Like when you first presented your Enterprise 2.0 vision and the CIO gave you a glance like the visual equivalent of the words “are you insane?”
His response to your presentation was, “there’s a fine line between a vision and a hallucination.”
That’s when you decided to go to the VP of Sales to pilot the initiative. He was a risk taker, a rising star, someone who couldn’t afford to stand still. Sales velocity was slipping and he was open to trying a new solution. A solution that directly connects customers to his sales team and the rest of the company.
Strategy is 90% theoretical, while the other half is experience
The VP of Sales argument went something like this:
Companies purchase our solution to solve their problems, a lot of companies have the same problems, therefore finding new companies with similar problems will lead to increased purchases.
His premises and conclusion are also sound. Yet he concluded to move forward with your initiative. Which begs the question, how did the CIO and VP of Sales end up with entirely different conclusions considering they are in the same company?
It’s easy to observe that they are approaching the initiative differently. While their arguments both make sense, their experiences and circumstances lead to different conclusions. Multiply it across the enterprise, and it leads to conflict, confusion and chaos.
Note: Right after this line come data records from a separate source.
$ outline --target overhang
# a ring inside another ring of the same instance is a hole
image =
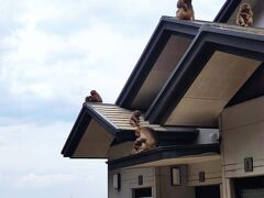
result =
[[[112,170],[211,161],[220,158],[219,151],[219,144],[162,146],[136,155],[108,161],[108,168]]]
[[[189,47],[202,22],[162,16],[116,105],[146,110]]]
[[[264,61],[264,30],[206,24],[145,118],[165,125],[217,127],[217,118]]]
[[[62,154],[73,158],[107,158],[111,145],[134,141],[130,125],[132,111],[107,103],[84,103]],[[140,118],[141,127],[156,132],[161,145],[194,142],[198,130],[150,124]]]

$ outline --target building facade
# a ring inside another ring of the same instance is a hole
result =
[[[108,160],[109,198],[264,197],[264,1],[213,22],[162,16],[117,102],[85,102],[64,145],[70,158]],[[135,128],[157,146],[132,154]]]

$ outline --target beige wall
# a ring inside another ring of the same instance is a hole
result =
[[[172,186],[170,167],[156,168],[156,198],[195,198],[195,187],[187,186],[187,166],[177,167],[180,167],[180,186]]]
[[[220,116],[224,198],[232,197],[232,178],[264,175],[264,97],[227,108]],[[244,158],[253,157],[253,172]]]
[[[121,189],[113,188],[113,175],[121,174]],[[139,176],[143,176],[143,185],[138,184]],[[120,169],[108,173],[108,197],[109,198],[132,198],[133,188],[152,187],[153,197],[156,197],[155,190],[155,168],[131,168]]]
[[[108,158],[111,161],[131,155],[133,144],[134,142],[124,142],[122,144],[111,146],[108,151]]]
[[[221,135],[227,177],[264,174],[264,97],[227,108],[221,114]],[[252,173],[244,172],[245,157],[253,157]]]
[[[205,172],[205,182],[199,182],[199,172]],[[222,183],[221,161],[210,161],[188,165],[188,186],[219,185]]]

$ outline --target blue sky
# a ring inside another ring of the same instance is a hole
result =
[[[211,21],[224,0],[194,0]],[[107,197],[105,161],[61,150],[91,89],[113,103],[172,0],[0,0],[0,197]]]

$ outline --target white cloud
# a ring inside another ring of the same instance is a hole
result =
[[[48,175],[36,175],[31,173],[18,179],[19,187],[46,187],[62,183],[74,183],[80,182],[74,175],[64,174],[48,174]]]

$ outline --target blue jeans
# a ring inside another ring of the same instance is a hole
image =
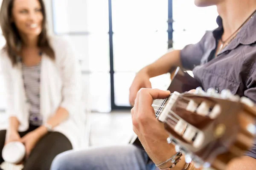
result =
[[[51,170],[155,170],[156,168],[145,151],[130,144],[66,151],[55,158]]]

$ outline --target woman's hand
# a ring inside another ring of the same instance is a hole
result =
[[[30,153],[40,139],[40,136],[35,130],[27,133],[21,138],[21,142],[23,143],[26,148],[26,157],[27,159]]]
[[[27,159],[37,142],[47,133],[45,127],[41,126],[37,129],[27,133],[21,138],[26,148],[26,158]]]
[[[21,138],[17,131],[15,130],[7,130],[5,144],[11,142],[20,142]]]

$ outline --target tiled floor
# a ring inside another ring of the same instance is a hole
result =
[[[90,114],[91,145],[103,146],[128,143],[133,133],[129,111]]]
[[[90,125],[87,125],[90,128],[89,143],[90,146],[103,147],[128,143],[133,133],[129,111],[92,113],[89,116],[90,118],[89,121]],[[0,120],[1,118],[0,116]],[[20,167],[12,167],[12,169],[7,169],[7,165],[2,166],[4,170],[20,170]]]

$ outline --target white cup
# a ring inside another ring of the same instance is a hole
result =
[[[23,159],[26,154],[24,144],[19,142],[8,143],[3,148],[2,156],[5,162],[12,164],[18,164]]]

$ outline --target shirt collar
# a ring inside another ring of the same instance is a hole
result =
[[[219,40],[223,34],[222,20],[218,16],[216,19],[216,23],[218,27],[213,30],[212,34],[216,40]],[[235,48],[239,44],[250,45],[256,42],[256,34],[255,32],[256,28],[256,13],[241,27],[236,37],[232,40],[220,54],[228,50]]]

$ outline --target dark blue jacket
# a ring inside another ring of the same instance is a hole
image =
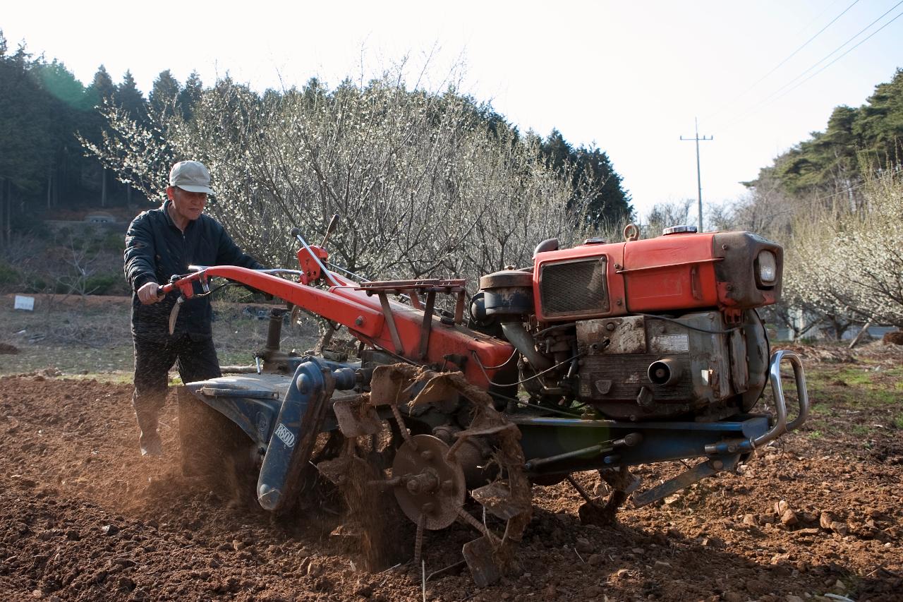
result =
[[[146,339],[166,340],[169,315],[178,298],[172,292],[159,303],[142,305],[137,290],[148,282],[166,284],[170,277],[187,274],[188,267],[232,265],[259,269],[251,256],[242,252],[219,221],[203,215],[188,222],[182,232],[172,221],[166,201],[135,218],[126,233],[126,278],[132,288],[132,334]],[[194,296],[182,303],[173,331],[192,339],[209,337],[213,312],[209,296]]]

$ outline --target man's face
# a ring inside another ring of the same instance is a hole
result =
[[[172,202],[172,209],[176,215],[193,221],[200,217],[207,205],[207,193],[189,193],[178,186],[170,186],[166,194]]]

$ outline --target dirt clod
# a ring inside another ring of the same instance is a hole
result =
[[[130,397],[127,385],[0,379],[0,599],[421,599],[410,556],[394,569],[362,570],[353,538],[324,534],[338,519],[315,504],[275,521],[250,505],[229,509],[228,495],[183,477],[174,399],[161,417],[167,457],[142,463]],[[848,409],[859,413],[817,414],[817,436],[804,426],[750,457],[755,478],[722,474],[671,504],[625,509],[613,525],[580,524],[583,501],[566,483],[535,487],[522,575],[480,590],[465,568],[428,581],[427,597],[898,599],[903,465],[890,459],[903,457],[899,432],[863,437],[856,431],[888,423],[888,406]],[[684,470],[675,463],[638,473],[652,486]],[[587,490],[600,486],[595,473],[574,477]],[[780,524],[787,511],[798,520],[789,529]],[[425,533],[427,575],[458,562],[474,537],[458,524]]]

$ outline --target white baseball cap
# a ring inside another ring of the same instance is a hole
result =
[[[207,193],[210,190],[210,173],[200,161],[180,161],[170,170],[170,185],[189,193]]]

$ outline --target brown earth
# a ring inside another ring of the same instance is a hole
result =
[[[140,458],[130,394],[95,381],[0,379],[0,598],[424,599],[420,568],[363,570],[355,538],[329,512],[277,522],[182,477],[173,399],[162,420],[167,456]],[[425,598],[903,599],[901,431],[877,410],[820,419],[819,431],[759,450],[738,474],[626,509],[609,528],[580,524],[568,485],[535,487],[523,574],[479,589],[464,569],[428,580]],[[877,422],[866,435],[853,428]],[[679,468],[637,472],[649,486]],[[457,562],[473,538],[457,525],[427,532],[425,572]]]

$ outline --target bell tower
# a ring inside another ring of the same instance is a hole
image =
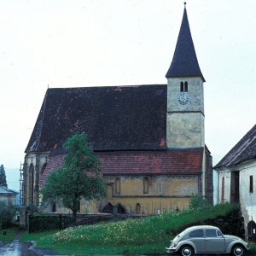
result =
[[[168,148],[205,147],[204,77],[190,32],[186,3],[167,79]]]

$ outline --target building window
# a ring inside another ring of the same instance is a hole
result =
[[[46,166],[47,166],[47,164],[45,163],[45,164],[44,164],[44,166],[42,166],[42,169],[41,169],[41,175],[43,175],[43,173],[44,173],[44,170],[45,170],[45,168],[46,168]]]
[[[136,213],[140,214],[141,213],[141,205],[139,203],[136,204]]]
[[[225,189],[225,180],[224,177],[222,177],[222,184],[221,184],[221,201],[224,201],[224,189]]]
[[[184,91],[184,83],[180,82],[180,91]]]
[[[184,91],[188,91],[188,82],[185,82]]]
[[[120,194],[120,179],[117,177],[114,182],[115,194]]]
[[[188,90],[189,90],[188,82],[187,81],[185,83],[180,82],[180,91],[181,92],[187,92]]]
[[[29,166],[29,204],[34,203],[34,166]]]
[[[56,212],[56,203],[55,201],[52,202],[51,212]]]
[[[143,178],[143,194],[148,194],[148,177]]]
[[[253,193],[253,176],[250,176],[250,193]]]

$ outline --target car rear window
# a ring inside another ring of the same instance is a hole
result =
[[[217,237],[216,230],[206,230],[207,237]]]
[[[191,231],[189,235],[189,237],[204,237],[203,230],[195,230]]]

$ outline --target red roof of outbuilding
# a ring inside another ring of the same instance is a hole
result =
[[[166,151],[97,152],[104,175],[198,174],[201,172],[203,148]],[[65,154],[49,157],[40,179],[43,186],[49,174],[63,164]]]

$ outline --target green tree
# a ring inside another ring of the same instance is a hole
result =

Hence strategy becomes contextual to an individual’s past and current experience and the tug of war between different departments produces little output.
Is the squeeze worth the juice?
So it’s up to you to decide whether to work with the VP of Sales or not. While not acting appears to be safe, it’s not going to advance your career and it’s not going to help the VP of Sales.
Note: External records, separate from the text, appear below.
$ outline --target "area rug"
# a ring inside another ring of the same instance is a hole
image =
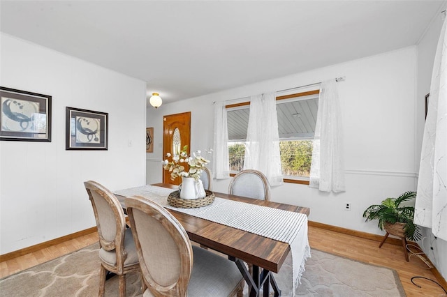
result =
[[[282,296],[291,295],[291,273],[288,258],[275,275]],[[98,244],[94,244],[48,262],[0,280],[0,296],[76,296],[98,295],[99,283]],[[244,293],[247,294],[247,285]],[[128,273],[126,296],[141,296],[137,273]],[[404,296],[402,284],[393,269],[375,266],[314,249],[306,262],[306,271],[296,296]],[[106,296],[118,296],[118,280],[105,284]],[[201,297],[201,296],[200,296]],[[207,297],[207,296],[203,296]]]

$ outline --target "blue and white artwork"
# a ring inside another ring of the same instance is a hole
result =
[[[1,131],[46,133],[46,114],[40,103],[1,97]]]

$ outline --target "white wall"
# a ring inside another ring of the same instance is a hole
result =
[[[309,207],[309,220],[373,234],[383,234],[362,214],[387,197],[416,190],[416,47],[259,82],[178,102],[149,108],[147,124],[154,128],[154,153],[162,158],[163,116],[191,112],[191,149],[213,143],[213,102],[278,91],[346,76],[338,83],[346,150],[346,192],[320,192],[307,185],[286,183],[272,188],[272,200]],[[161,166],[148,169],[161,181]],[[214,181],[226,192],[230,180]],[[344,210],[344,204],[351,211]]]
[[[0,254],[5,254],[95,226],[83,181],[95,180],[112,190],[144,184],[146,86],[0,37],[0,85],[52,96],[51,142],[0,142]],[[108,151],[65,150],[67,106],[109,114]]]
[[[443,21],[442,14],[439,13],[418,45],[418,122],[416,130],[418,172],[424,132],[424,98],[430,89],[434,55]],[[447,241],[435,238],[432,233],[432,229],[428,228],[423,228],[423,239],[418,243],[419,245],[428,255],[444,279],[447,279]]]

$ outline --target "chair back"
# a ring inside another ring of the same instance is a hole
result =
[[[184,296],[193,263],[186,231],[170,213],[138,196],[125,199],[143,281],[156,296]]]
[[[212,175],[207,167],[203,167],[203,171],[200,174],[200,181],[205,190],[211,191],[212,190]]]
[[[96,181],[86,181],[84,185],[93,207],[101,247],[108,251],[117,249],[117,254],[121,254],[119,252],[124,245],[126,217],[118,199],[108,189]]]
[[[270,186],[262,172],[246,169],[233,176],[228,186],[228,194],[270,201]]]

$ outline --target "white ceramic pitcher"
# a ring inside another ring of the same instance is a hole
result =
[[[179,191],[182,199],[198,199],[206,196],[202,181],[196,181],[193,177],[182,177]]]

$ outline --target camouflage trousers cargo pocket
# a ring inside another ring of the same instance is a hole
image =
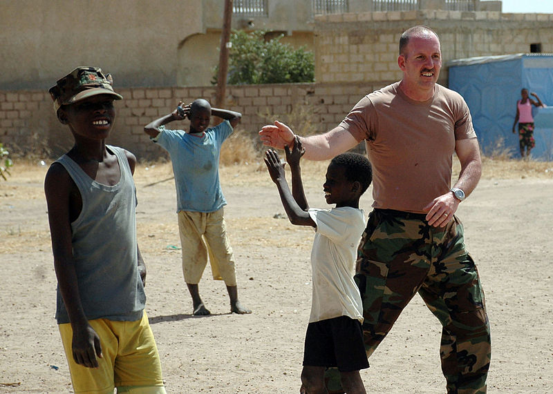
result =
[[[362,239],[357,271],[367,355],[418,293],[443,326],[440,357],[448,392],[485,392],[489,325],[478,270],[456,217],[434,228],[424,215],[375,209]]]

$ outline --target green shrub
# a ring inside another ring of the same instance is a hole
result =
[[[265,32],[231,35],[227,83],[229,85],[297,83],[315,80],[313,53],[280,42],[282,35],[266,40]],[[217,83],[218,66],[212,80]]]
[[[10,159],[10,152],[3,147],[2,143],[0,142],[0,177],[3,178],[5,181],[8,180],[6,175],[11,175],[8,168],[13,166],[13,161]]]

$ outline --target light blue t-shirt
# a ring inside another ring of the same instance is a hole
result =
[[[215,212],[227,205],[219,182],[219,155],[223,142],[232,134],[229,121],[207,128],[203,135],[160,129],[151,139],[171,155],[177,212]]]

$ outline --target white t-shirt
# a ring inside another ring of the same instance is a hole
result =
[[[311,250],[313,300],[309,322],[348,316],[363,322],[363,304],[353,280],[361,235],[363,210],[349,206],[310,208],[317,224]]]

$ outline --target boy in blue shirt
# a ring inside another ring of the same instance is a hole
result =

On the other hand, acting is fraught with danger. The CIO may sabotage you, your peers may ostracize you, the project might fail, and your children may starve (ok probably not the last one).
The best approach is to check the premises of all parties involved (including your own). Can each parties’ arguments being aligned to the corporate strategy?
Can you alleviate the CIO’s concerns by piloting the solution with a receptive business unit? Can you take sole responsibility for the success or failure of the initiative? Can you create and lead a change management plan?
Will the VP of Sales give you the proper support to be successful? If it fails, will he provide cover?
If you find alignment of interests with the parties involved then proceed.
If you can’t and still proceed, prepare three envelopes.